Ava Kemp

Personal information
- Full name: Ava Rae Kemp
- Born: 24 June 2008 (age 18) Winnipeg, Manitoba, Canada
- Home town: Winnipeg, Manitoba, Canada
- Height: 155 cm (5 ft 1 in)

Figure skating career
- Country: Canada
- Coach: Kevin Dawe, Lee Barkell
- Skating club: Granite Club

Medal record
Figure skating: Pairs skating
Representing Canada
World Junior Championships
| Gold medal – first place | 2026 Tallinn | Pairs |
Junior Grand Prix Final
| Silver medal – second place | 2023–24 Beijing | Pairs |
| Bronze medal – third place | 2025–26 Nagoya | Pairs |

= Ava Kemp =

Canadian competitive pairs skater

Ava Kemp (born 24 June 2008) is a Canadian pair skater. With her skating partner, Yohnatan Elizarov, she is the 2026 World Junior champion, 2023–24 Junior Grand Prix Final silver medallist, 2025–26 Junior Grand Prix Final bronze medallist, four-time ISU Junior Grand Prix medallist, and two-time Canadian junior champion (2024-25).

Kemp/Elizarov are the first Canadian pairs team to win the World Junior Championships since Barbara Underhill and Paul Martini in 1978.

== Personal life ==
Kemp was born in Winnipeg, Manitoba in 2008. She is currently homeschooled.

== Career ==

=== Early Years ===
Kemp began skating in 2011. Kemp first skated in women's singles before forming a partnership with Yohnatan Elizarov, with whom she won the 2022 Canadian Novice title.

=== 2022-23 season: Junior Grand Prix silver ===
Kemp/Elizarov made their junior international debut at the 2022 JGP Latvia, winning the silver medal. After the event, Elizarov stated “It’s very hard to believe. I think we had like 15 points in total over our personal best. It was a great, great competition.” At their second Junior Grand Prix event, 2022 JGP Poland II, they placed fifth, qualifying the team for the 2022-23 Junior Grand Prix Final. However, Kemp/Elizarov later withdrew from the event after an injury from Kemp.

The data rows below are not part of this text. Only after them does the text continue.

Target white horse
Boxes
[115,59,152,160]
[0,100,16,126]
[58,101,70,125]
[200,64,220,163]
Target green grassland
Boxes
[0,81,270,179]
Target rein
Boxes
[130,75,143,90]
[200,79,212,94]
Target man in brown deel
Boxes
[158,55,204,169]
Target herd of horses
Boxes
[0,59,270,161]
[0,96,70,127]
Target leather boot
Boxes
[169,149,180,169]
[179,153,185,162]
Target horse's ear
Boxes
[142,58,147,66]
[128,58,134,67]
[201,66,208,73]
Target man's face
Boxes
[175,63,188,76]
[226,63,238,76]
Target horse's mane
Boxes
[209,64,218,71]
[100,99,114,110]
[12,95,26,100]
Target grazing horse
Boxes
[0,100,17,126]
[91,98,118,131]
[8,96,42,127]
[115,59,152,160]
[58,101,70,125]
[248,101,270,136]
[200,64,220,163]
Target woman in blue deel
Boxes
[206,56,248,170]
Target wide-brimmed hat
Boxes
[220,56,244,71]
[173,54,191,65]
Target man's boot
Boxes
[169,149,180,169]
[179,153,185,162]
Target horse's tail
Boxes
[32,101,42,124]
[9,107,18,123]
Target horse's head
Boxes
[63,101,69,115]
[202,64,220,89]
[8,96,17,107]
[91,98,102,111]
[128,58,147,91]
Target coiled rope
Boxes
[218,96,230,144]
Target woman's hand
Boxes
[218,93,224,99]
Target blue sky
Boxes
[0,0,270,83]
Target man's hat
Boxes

At the 2023 Canadian Junior Championships, Kemp/Elizarov placed second in the short program and third in the free skate, finishing second overall. Afterwards, the team was named to the 2023 World Junior Championships team. At the World Junior Championships, they placed sixth with a score of 149.03, an almost twenty-point improvement over their previous personal best score. Shortly after the competition, Elizarov suffered a sudden lung collapse which required surgery. Additionally, Kemp suffered from a back injury, delaying their training for the next season.

=== 2023-24 season: Junior Grand Prix Final silver ===
In the Summer of 2023, Kemp/Elizarov relocated from Winnipeg to Toronto in order to follow their longtime coach, Kevin Dawe.

Kemp/Elizarov competed twice on the 2023–24 ISU Junior Grand Prix series, placing fourth at the 2023 JGP Hungary and first at the 2023 JGP Poland. With these results, Kemp/Elizarov qualified for the 2023–24 Junior Grand Prix Final. There, Kemp/Elizarov finished second overall and earned personal best scores in all segments.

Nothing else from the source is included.